31 August 2023
During a routine inspection
Lifeways Community Care (Taunton) is a supported living service providing personal care to people with learning disabilities and autistic people living in their own homes. People were supported over 13 different properties with some people living in self-contained flats and others living in single or shared accommodation. Not everyone who used the service received personal care.
CQC only inspects where people receive personal care. This is help with tasks related to personal hygiene and eating. Where they do we also consider any wider social care provided. At the time of the inspection there were 34 people receiving personal care.
The service is also registered to provide domiciliary care services. At the time of the inspection the service was not providing domiciliary care services.
People’s experience of using this service and what we found
We expect health and social care providers to guarantee autistic people and people with a learning disability the choices, dignity, independence and good access to local communities that most people take for granted. Right support, right care, right culture is the statutory guidance which supports CQC to make assessments and judgements about services providing support to people with a learning disability and/or autistic people. We considered this guidance as there were people using the service who have a learning disability and or who are autistic.
Right Support:
People were not always supported to have maximum choice and control of their lives; the policies and systems in the service to support this were not effective.
Where people lacked capacity to make decisions, the provider failed to follow the Mental Capacity Act (MCA) 2005 code of practice. Restrictions were placed on people without considering the principles of the MCA and there was not always clear evidence that the restrictions were in the person’s best interest. Not all options were considered when looking at the least restrictive option for people. Some practices restricted people's independence and choice, and breached their human rights.
People received their medicines from trained staff. However, improvements were needed to ensure guidance and administration records were accurate and up to date. Staff enabled people to access specialist health and social care support within the community.
The service completed assessments prior to people receiving a service, with care plans completed from the assessments. Care records viewed throughout the inspection were of mixed quality and were not always up to date.
Right Care:
People were not always protected from the risk of harm as staff did not always have all of the information needed to meet people's needs safely. Incidents were documented, however follow up processes and incident analysis needed improving to ensure people were given the appropriate support after an incident.
Recruitment processes were not always robust, and concerns were raised regarding staffing levels. Staffing levels were based on the needs of the people living at the supported living settings. The service was currently using agency staff to ensure safe staffing levels.
Staff received training in safeguarding vulnerable adults. Staff spoken with said they would be confident to report any concerns.
Right Culture:
There was lack of management oversight and reliable systems to inform the management of the quality of care people were receiving.
The culture within the service was not always positive. Staff did not always complete records about people in a dignified and respectful way, and improvements were needed to ensure people were involved in decisions about their care.
Staff did not always receive appropriate training and people were supported by staff who did not always understand best practice in relation to the wide range of strengths, impairments, or sensitivities people with a learning disability and/or autistic people may have. This meant people did not always receive empowering care that was tailored to their needs.
Most relatives were positive about the service their loved ones received and felt involved. Where concerns were raised, these were discussed with the registered manager.
The registered manager was open and honest throughout the inspection, accepted the shortfalls found and immediately sought to rectify them.

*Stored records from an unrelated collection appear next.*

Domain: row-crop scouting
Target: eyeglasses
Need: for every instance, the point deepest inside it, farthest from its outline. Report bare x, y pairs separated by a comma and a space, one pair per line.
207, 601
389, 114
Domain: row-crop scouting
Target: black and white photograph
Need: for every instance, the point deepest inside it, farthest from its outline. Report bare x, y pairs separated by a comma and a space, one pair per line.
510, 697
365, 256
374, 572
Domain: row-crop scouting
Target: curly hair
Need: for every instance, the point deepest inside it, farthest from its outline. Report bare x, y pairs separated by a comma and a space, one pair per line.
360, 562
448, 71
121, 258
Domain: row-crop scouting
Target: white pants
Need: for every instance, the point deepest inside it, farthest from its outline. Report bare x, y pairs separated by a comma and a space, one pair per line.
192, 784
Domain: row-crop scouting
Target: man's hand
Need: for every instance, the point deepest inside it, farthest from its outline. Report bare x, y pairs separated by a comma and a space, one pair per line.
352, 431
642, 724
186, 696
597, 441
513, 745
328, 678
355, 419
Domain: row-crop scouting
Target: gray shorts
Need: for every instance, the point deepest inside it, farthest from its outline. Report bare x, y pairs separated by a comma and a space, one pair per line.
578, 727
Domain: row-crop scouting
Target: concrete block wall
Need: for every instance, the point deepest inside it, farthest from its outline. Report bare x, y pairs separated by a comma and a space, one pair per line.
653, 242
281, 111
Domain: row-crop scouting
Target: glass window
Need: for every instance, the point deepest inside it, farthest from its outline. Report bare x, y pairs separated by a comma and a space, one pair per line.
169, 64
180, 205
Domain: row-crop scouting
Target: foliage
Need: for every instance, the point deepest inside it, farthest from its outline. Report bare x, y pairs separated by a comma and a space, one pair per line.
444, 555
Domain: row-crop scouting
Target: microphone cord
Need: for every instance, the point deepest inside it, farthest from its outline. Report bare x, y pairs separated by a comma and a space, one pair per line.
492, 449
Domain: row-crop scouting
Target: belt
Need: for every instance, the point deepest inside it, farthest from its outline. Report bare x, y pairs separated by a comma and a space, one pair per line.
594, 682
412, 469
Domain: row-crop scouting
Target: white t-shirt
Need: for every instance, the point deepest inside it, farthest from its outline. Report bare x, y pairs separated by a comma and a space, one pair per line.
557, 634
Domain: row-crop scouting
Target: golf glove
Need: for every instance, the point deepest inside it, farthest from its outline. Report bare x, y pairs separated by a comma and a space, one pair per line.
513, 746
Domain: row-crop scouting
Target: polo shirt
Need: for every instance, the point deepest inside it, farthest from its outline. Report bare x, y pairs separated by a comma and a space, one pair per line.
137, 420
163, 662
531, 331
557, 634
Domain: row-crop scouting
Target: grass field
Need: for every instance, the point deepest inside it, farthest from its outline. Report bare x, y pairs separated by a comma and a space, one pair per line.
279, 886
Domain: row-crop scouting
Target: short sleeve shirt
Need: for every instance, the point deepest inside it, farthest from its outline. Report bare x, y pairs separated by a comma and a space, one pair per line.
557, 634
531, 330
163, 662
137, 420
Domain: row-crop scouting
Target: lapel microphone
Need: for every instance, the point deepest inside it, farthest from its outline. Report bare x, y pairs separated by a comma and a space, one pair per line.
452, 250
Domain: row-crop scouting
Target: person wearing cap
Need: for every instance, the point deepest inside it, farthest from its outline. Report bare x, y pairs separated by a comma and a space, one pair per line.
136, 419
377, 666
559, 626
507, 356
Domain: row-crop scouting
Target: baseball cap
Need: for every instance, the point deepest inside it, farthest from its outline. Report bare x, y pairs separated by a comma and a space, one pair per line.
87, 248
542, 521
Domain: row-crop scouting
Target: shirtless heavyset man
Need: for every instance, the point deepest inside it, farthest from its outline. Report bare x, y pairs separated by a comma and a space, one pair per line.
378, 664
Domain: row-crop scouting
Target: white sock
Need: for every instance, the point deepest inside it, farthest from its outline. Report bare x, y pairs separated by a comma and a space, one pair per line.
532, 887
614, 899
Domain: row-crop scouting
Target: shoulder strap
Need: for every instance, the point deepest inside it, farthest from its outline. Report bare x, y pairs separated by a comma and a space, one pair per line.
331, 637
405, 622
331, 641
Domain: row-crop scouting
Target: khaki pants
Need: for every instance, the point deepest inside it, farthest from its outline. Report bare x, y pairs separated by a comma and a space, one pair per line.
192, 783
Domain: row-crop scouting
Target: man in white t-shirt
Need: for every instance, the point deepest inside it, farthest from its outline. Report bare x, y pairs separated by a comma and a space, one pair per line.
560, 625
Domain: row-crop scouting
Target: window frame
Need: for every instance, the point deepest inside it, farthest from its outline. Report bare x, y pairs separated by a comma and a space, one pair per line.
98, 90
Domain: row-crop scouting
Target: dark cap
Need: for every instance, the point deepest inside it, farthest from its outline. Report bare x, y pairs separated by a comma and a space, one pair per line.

For more details, please see the full report which is on the CQC website at www.cqc.org.uk
Rating at last inspection
This service was registered with us on 4 July 2023, and this is the first inspection. Prior to the service becoming registered with us, the service was operating and being managed from another of the provider’s registered locations.
Why we inspected
The inspection was prompted in part due to concerns received about the culture of the service and how people who experienced emotional distress were supported by staff. A decision was made for us to inspect and examine those risks. Initially we completed a targeted inspection. Due to concerns identified during the targeted inspection, we changed our approach and completed a comprehensive inspection.
Enforcement
We have identified breaches in relation to governance, staffing, dignity and respect, consent, safeguarding, medicines, and risk management at this inspection.
You can see what action we have asked the provider to take at the end of this full report.
Follow up
We will request an action plan from the provider to understand what they will do to improve the standards of quality and safety. We will work alongside the provider and local authority to monitor progress. We will continue to monitor information we receive about the service, which will help inform when we next inspect.